Assuming that you missed a plus sign between \beta_{2}x{2} and \beta_{3}x_{1}x{2} and assuming that the coding of the predictors x1 and x2 remains the same (+/- 0.5), the two parametrizations are mathematically the same, no? That is, the interpretation of \beta_{2} should also be the same (i.e. the main effect of x2).
So we have Version 1:
y_{i} \sim \text{Bernoulli}(\theta_{i}) \\
\text{logit}(\theta_{i}) = \alpha_{subject[i]} + \alpha_{item[i]} + \beta_{1} x1_{i} + \beta_{3} x1_{i} x2_{i} \\
\alpha_{item} ~\sim \text{Normal}(\alpha + 0.5 \beta_{2}, \sigma_{a}) \text{ for } i \text{ in } a_{1}, a_{2}, ..., a_{20} \\
\alpha_{item} ~\sim \text{Normal}(\alpha - 0.5 \beta_{2}, \sigma_{b}) \text{ for } i \text{ in } b_{1}, b_{2}, ..., b_{20} \\
And Version 2:
y_{i} \sim \text{Bernoulli}(\theta_{i}) \\
\text{logit}(\theta_{i}) = \alpha + \alpha_{subject[i]} + \alpha_{item[i]} + \beta_{1} x1_{i} + \beta_{2} x2_{i} + \beta_{3} x1_{i} x2_{i} \\
\alpha_{item} ~\sim \text{Normal}(0, \sigma_{a}) \text{ for } i \text{ in } a_{1}, a_{2}, ..., a_{20} \\
\alpha_{item} ~\sim \text{Normal}(0, \sigma_{b}) \text{ for } i \text{ in } b_{1}, b_{2}, ..., b_{20} \\
Running both of these gives essentially the same results.
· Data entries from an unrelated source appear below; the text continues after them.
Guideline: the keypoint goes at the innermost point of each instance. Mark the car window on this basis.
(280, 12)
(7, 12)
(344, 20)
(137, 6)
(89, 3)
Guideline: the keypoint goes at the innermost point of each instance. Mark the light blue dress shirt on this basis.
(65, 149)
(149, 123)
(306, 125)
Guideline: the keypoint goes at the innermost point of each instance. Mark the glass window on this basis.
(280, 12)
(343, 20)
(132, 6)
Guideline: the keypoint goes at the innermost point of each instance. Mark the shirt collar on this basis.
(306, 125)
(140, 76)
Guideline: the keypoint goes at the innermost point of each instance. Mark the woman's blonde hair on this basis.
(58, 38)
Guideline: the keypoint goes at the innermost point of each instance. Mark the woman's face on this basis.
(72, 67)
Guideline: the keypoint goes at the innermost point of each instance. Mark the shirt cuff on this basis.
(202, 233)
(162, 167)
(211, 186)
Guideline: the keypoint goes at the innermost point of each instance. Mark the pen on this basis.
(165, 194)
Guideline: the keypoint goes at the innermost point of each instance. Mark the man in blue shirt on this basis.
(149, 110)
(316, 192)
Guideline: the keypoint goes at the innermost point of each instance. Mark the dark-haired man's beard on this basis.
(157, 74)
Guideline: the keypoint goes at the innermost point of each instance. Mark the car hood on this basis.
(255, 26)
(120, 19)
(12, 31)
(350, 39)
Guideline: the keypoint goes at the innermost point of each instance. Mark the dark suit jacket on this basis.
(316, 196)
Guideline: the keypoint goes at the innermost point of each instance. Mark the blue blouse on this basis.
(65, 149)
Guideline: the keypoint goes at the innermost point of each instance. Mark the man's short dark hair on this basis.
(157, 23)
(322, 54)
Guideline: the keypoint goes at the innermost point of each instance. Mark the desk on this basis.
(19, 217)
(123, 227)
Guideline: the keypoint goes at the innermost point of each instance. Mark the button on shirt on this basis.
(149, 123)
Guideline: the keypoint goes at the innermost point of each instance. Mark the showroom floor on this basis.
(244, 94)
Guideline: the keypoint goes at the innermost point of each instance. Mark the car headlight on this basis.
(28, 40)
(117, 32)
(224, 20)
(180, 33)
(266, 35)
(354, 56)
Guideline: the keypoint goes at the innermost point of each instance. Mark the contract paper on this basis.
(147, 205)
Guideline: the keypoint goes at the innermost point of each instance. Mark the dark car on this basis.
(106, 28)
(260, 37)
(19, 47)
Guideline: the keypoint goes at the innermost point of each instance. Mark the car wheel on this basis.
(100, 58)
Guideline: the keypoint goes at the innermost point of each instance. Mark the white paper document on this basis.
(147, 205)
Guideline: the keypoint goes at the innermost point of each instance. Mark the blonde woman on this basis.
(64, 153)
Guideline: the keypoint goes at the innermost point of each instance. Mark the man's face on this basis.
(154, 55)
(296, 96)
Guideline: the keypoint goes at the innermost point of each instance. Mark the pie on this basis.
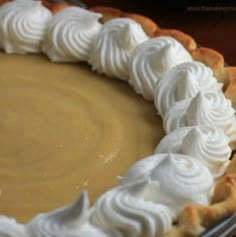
(66, 128)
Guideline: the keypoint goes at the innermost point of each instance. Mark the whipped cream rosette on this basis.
(151, 59)
(122, 211)
(173, 180)
(72, 220)
(71, 34)
(182, 82)
(23, 24)
(208, 144)
(210, 108)
(112, 50)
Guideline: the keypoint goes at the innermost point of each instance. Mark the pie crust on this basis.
(193, 219)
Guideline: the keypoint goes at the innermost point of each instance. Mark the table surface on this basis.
(210, 27)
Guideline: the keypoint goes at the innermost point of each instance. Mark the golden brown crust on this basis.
(108, 13)
(194, 219)
(186, 40)
(149, 26)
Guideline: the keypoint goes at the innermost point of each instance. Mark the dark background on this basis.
(211, 27)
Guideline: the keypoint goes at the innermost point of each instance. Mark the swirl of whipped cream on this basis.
(23, 25)
(10, 228)
(182, 82)
(151, 59)
(122, 212)
(204, 109)
(206, 143)
(69, 221)
(174, 180)
(112, 50)
(71, 34)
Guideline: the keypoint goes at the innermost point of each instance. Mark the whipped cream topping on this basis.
(68, 221)
(151, 59)
(123, 212)
(156, 188)
(210, 108)
(173, 180)
(182, 82)
(23, 25)
(206, 143)
(112, 50)
(71, 34)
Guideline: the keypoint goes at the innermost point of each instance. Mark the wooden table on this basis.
(215, 29)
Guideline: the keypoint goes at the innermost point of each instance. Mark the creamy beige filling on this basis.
(64, 129)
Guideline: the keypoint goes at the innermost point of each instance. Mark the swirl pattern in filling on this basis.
(23, 25)
(112, 50)
(182, 82)
(151, 59)
(71, 34)
(155, 188)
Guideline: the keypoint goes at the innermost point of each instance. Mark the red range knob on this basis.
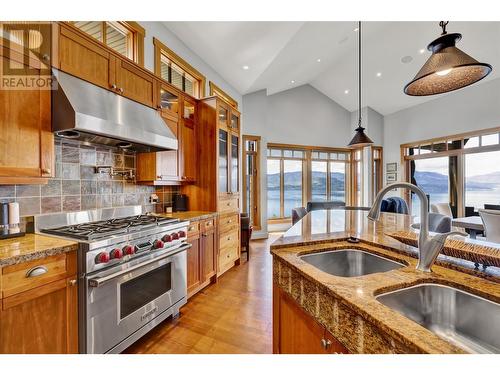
(158, 244)
(128, 250)
(102, 258)
(116, 254)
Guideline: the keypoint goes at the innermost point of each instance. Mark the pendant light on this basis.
(447, 69)
(360, 139)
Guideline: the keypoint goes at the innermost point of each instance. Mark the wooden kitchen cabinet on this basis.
(82, 56)
(202, 256)
(193, 264)
(133, 83)
(27, 147)
(296, 332)
(176, 166)
(217, 185)
(39, 315)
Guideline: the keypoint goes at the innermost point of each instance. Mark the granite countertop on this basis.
(190, 215)
(32, 246)
(347, 306)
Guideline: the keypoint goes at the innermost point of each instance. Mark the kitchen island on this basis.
(342, 314)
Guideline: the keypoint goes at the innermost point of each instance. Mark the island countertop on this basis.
(32, 246)
(347, 306)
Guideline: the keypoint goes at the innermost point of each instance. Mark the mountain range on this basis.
(431, 182)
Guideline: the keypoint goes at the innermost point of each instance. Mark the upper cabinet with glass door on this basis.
(235, 120)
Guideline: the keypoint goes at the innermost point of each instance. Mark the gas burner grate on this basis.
(105, 228)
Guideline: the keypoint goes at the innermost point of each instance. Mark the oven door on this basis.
(122, 301)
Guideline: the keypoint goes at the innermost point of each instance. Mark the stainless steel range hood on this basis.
(86, 112)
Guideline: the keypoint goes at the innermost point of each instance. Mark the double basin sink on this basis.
(464, 319)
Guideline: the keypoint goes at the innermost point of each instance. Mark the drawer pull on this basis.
(36, 271)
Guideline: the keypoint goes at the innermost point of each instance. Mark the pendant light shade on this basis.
(360, 139)
(447, 69)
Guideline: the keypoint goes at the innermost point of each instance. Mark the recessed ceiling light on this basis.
(406, 59)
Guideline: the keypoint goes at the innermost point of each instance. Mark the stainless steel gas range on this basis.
(131, 271)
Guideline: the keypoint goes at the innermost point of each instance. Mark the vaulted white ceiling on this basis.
(278, 53)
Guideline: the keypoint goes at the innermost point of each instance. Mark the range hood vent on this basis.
(83, 111)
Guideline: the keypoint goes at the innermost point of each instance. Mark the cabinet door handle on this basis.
(36, 271)
(325, 343)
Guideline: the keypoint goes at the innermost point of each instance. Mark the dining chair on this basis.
(491, 222)
(438, 223)
(298, 213)
(442, 208)
(492, 207)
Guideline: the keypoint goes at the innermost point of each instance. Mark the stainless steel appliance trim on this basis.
(96, 282)
(173, 311)
(101, 116)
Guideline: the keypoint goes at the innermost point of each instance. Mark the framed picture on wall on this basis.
(391, 167)
(391, 177)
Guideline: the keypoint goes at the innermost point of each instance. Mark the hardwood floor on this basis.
(232, 316)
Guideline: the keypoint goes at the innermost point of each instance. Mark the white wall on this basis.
(301, 116)
(162, 33)
(473, 108)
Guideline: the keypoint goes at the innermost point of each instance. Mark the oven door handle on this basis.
(99, 281)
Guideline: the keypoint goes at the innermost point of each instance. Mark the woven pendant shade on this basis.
(447, 69)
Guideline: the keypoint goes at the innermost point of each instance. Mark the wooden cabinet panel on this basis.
(21, 277)
(82, 58)
(27, 142)
(296, 332)
(229, 222)
(43, 318)
(188, 152)
(134, 83)
(209, 250)
(193, 265)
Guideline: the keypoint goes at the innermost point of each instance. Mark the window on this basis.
(357, 164)
(173, 69)
(126, 38)
(251, 179)
(284, 182)
(461, 170)
(377, 169)
(298, 174)
(482, 179)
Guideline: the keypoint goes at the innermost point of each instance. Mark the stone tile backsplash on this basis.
(76, 186)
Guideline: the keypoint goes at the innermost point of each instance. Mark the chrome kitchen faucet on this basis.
(429, 246)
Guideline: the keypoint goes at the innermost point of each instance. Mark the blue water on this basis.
(293, 198)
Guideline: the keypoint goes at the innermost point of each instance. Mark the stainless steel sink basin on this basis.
(350, 262)
(466, 320)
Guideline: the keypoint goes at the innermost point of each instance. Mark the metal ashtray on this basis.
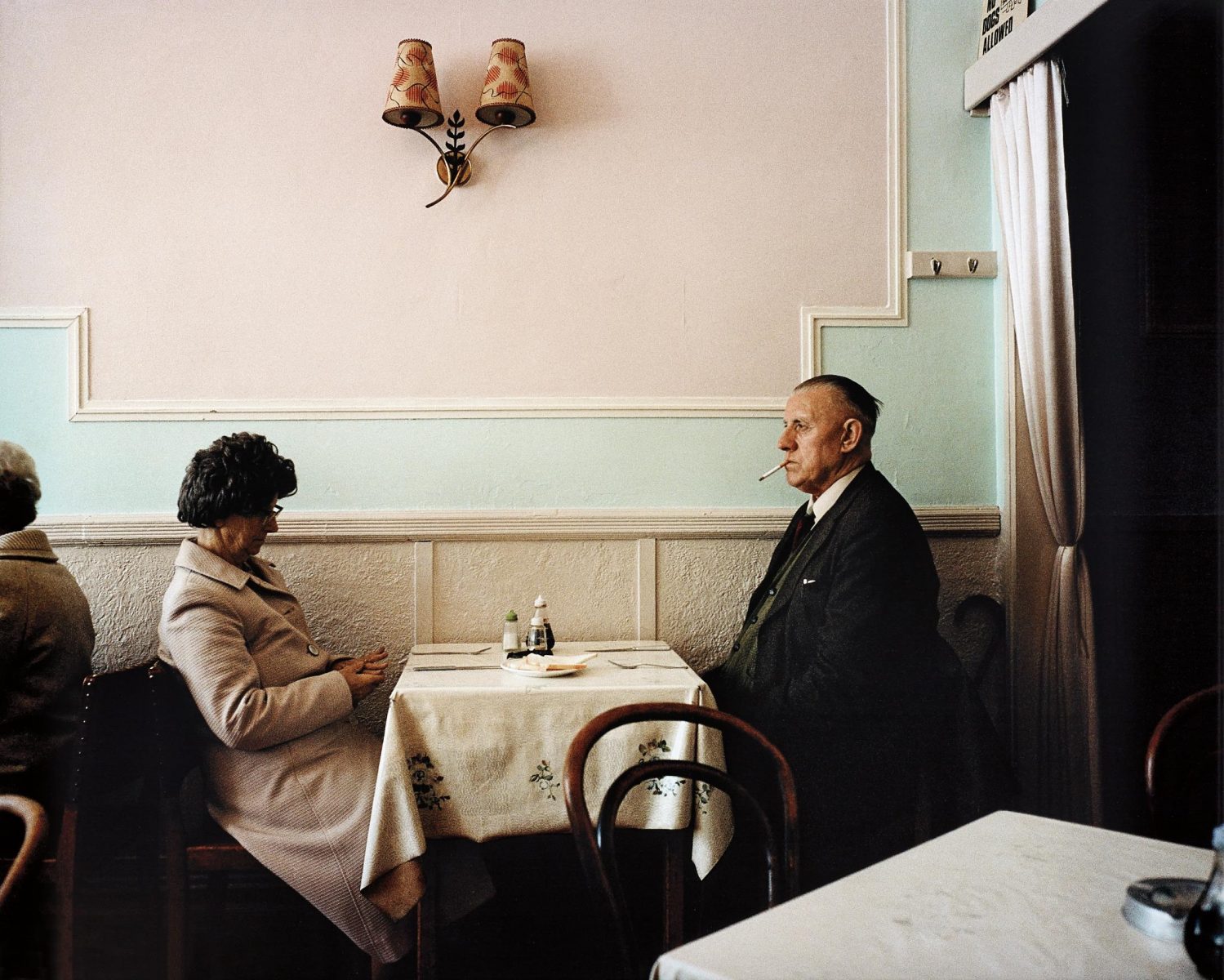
(1158, 906)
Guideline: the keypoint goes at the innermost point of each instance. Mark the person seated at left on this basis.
(46, 644)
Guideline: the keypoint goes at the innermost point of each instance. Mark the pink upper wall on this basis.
(216, 184)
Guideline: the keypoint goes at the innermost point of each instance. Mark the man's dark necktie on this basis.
(801, 530)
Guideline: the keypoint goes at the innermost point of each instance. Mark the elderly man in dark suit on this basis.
(839, 661)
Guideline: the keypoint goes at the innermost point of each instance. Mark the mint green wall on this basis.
(937, 378)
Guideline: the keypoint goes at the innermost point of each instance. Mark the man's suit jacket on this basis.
(848, 675)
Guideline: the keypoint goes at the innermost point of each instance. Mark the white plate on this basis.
(566, 672)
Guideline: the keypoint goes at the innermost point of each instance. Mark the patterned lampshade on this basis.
(507, 92)
(412, 100)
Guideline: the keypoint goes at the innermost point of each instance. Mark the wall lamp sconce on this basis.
(412, 102)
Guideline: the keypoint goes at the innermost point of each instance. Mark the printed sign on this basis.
(999, 19)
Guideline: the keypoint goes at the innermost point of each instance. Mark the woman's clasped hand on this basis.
(363, 675)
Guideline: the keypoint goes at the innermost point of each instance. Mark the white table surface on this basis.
(1008, 896)
(478, 754)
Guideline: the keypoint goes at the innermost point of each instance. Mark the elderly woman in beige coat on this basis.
(288, 773)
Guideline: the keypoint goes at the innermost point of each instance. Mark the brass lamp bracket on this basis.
(454, 162)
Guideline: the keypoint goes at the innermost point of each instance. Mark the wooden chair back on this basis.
(596, 840)
(1182, 768)
(107, 859)
(33, 820)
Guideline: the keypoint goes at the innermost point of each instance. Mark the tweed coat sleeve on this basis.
(210, 638)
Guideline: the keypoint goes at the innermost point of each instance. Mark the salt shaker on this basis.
(510, 635)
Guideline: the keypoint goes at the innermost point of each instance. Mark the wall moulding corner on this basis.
(327, 528)
(894, 312)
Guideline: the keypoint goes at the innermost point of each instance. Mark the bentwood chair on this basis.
(17, 925)
(33, 820)
(107, 869)
(1182, 768)
(596, 840)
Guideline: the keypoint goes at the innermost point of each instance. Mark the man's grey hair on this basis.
(16, 461)
(857, 399)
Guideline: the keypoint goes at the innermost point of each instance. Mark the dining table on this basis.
(474, 751)
(1010, 896)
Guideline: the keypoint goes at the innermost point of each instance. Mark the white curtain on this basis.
(1026, 149)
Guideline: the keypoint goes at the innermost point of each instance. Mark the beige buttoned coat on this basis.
(289, 773)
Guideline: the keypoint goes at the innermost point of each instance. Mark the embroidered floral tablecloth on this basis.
(478, 754)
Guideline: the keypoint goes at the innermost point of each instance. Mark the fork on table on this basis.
(660, 666)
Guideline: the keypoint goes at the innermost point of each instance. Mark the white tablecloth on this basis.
(478, 754)
(1008, 896)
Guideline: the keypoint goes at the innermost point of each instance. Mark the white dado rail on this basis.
(326, 528)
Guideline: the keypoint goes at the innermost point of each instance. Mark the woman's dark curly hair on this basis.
(17, 501)
(238, 474)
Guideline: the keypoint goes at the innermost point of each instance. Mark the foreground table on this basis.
(1008, 896)
(478, 754)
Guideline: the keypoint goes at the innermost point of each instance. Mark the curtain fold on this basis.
(1026, 151)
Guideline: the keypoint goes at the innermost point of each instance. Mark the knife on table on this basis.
(458, 667)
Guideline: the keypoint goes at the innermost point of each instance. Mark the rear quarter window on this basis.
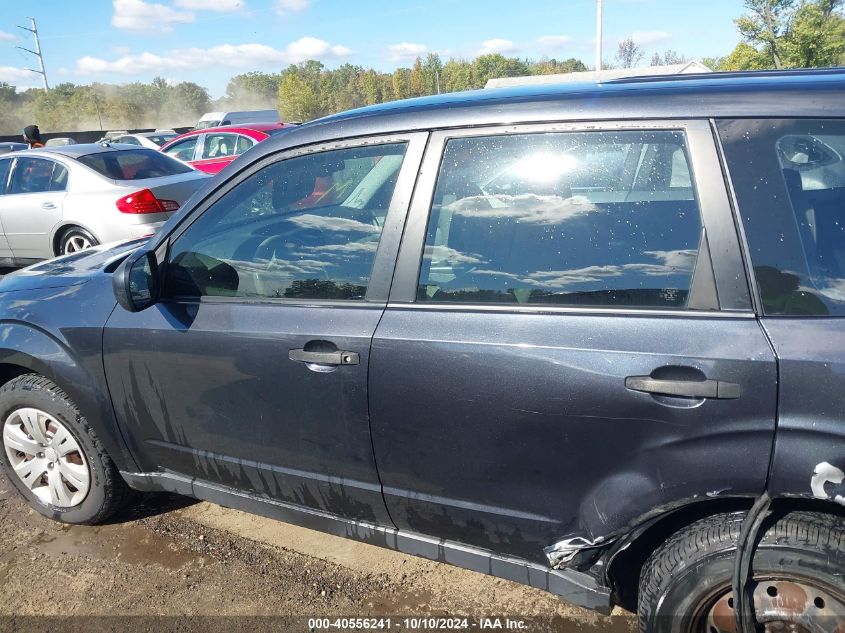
(134, 164)
(789, 180)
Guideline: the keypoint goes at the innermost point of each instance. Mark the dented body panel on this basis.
(809, 452)
(517, 431)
But actually it’s the first version that is both much faster and has higher numbers of effective parameters.
However, the estimates I get are not sensible and, apart from \sigma_{subject}, the uncertainty intervals are very wide. I’m running a simplified version of these models where I ignore x1.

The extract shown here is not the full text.